Ein anderes Anzeichen dieser Entwicklung liefert der Architectural Digest. Die Wandlung der Zeitschrift für den gehobenen Wohnkomfort in eine klandestine, gleichwohl einflussreiche Kunstzeitschrift verdankt sich nicht zuletzt ihren Sammlerreportagen. Inmitten der glatten Interieurs, deren Eiseskälte noch immer der Moderne geschuldet ist, und inmitten der barocken Pracht einer aus allen Zeiten und Stilen zusammengesuchten Üppigkeit, die einem die Luft zum Atmen raubt, gibt die Gegenwartskunst den Sammlerwohnungen einen überraschend lebendigen und erfreulich frischen Appeal. Zeichnet die Sammler womöglich unbefangene Neugierde und intellektuelle Behändigkeit aus? Zeigt ihr Wille zur Distinktion inmitten des sonst ausgestellten faden Reichtums nicht geradezu Biss?

Auch Wilhelm Schürmann hat mit dem Bild über dem Sofa angefangen. Das Haus war gebaut – und dann stellte sich heraus: Die Wand im Wohnzimmer war frei. „Und da hängt man Kunst hin. Und Kunst hieß Bild“, sagt Schürmann im Gespräch mit dem Galeristen Christian Nagel anlässlich der Ausstellung „temporary translation(s)“ in den Hamburger Deichtorhallen, wo Schürmann 1994 seine Sammlung ausstellte. Das Gespräch ist in Schürmanns Beitrag zur Statement-Reihe des Regensburger Verlags Lindinger + Schmidt wieder abgedruckt. Die Selbstauskünfte der Sammler gelten hier freilich dem schwierigeren Part des Hypes. Es geht um Ideen, die das Horten der Kunstschätze leiten.

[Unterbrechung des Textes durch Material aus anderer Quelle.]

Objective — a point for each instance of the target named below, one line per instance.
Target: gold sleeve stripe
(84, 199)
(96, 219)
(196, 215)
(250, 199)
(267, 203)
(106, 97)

Schürmann etwa hält nichts von einer gültigen Präsentation, und er misstraut dem Einzelwerk. Der Fotogalerist der ersten Stunde – in den 70er-Jahren war er auch als strenger, aber einfallsreicher Fotodokumentarist deutscher und belgischer Wohn- und Gewerbegebiete bekannt – ist nun seit langem schon Hochschullehrer in Aachen. Er sieht sich, wie er sagt, „als Chefredakteur“ seiner Sammlung, die er immer wieder umschreibt, kürzt, ergänzt, redigiert und neu editiert. Die Arbeiten – Installationen, Gemälde, Plastiken, Fotos, Plakate, selbst Gadgets des medialen Merchandising – werden umgestellt, Plätze und Positionen getauscht. Nur in ihrem (immer wieder anderen) Kontext erschließen sich die Werke und finden zur (immer wieder neuen) Sammlung zusammen, die stets von einer erzählerischen Idee unterfüttert ist, die gern als assoziationsreiche Headline daherkommt. Schürmann verfügt, wie sein „Sammlerlatein – Aus der Welt der Bilder“ zeigt, auch über eine „Titelsammlung“.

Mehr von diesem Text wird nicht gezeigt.